Ms. Colangelo was one of three children of Albert P. Pontick of East Hampton, a veterinarian who took over the East Hampton Animal Hospital in 1941. She was born in Southampton on Jan. 5, 1942, to Dr. Pontick and the former Henrietta Wells and grew up in East Hampton, graduating from East Hampton High School with the class of 1959. She received a bachelor’s degree in liberal arts and was a member of the Delta Gamma sorority at the University of Miami. She traveled and lived in Italy for a while after graduating, and returned to Manhattan, where she became a founder and principal at Furniture Programmers Inc., an office furniture planning and contracting firm, from 1972 to 1988.
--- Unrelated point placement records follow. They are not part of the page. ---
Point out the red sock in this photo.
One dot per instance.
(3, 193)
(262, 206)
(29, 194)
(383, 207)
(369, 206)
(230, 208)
She and Frank Colangelo, an architect at Leonard Colangelo and Peters, were married in 1971. They lived in Manhattan until Mr. Colangelo’s death, at which point Ms. Colangelo moved to the family house at Dune Alpin Farm in East Hampton. She moved to Hampton Bays shortly thereafter, where she became her parents’ caretaker until their respective deaths.
Her family said she was devoted and generous, taking care not only of family members but also of various pets, which she rescued. They said she enjoyed entertaining and cooking and “was known for her many homemade family specialties like beach plum jelly, clam chowder, and her famous canned tomato juice.” She loved the South Fork, they said, and the East Hampton house, which became the focal point for family gatherings. After moving to Hampton Bays, she especially liked watching the wildlife and sunset over Shinnecock Bay, and the tide going out from Wells Creek in front of her house.
A sister, Judith Bernazzani-Haller of Gainesville, Va., and a brother, Albert Pontick of Sarasota, Fla., survive, as do a niece and a nephew. The family welcomed visitors at O’Shea’s Funeral Home in Hampton Bays on Nov. 19, followed by a graveside eulogy at Cedar Lawn Cemetery in East Hampton by her niece’s husband, Jeff Opperman, Ph.D., a writer and the global freshwater lead scientist at the World Wildlife Fund.
The family has suggested memorial donations to the Southampton Animal Shelter Foundation, P.O. Box 696, Hampton Bays 11946.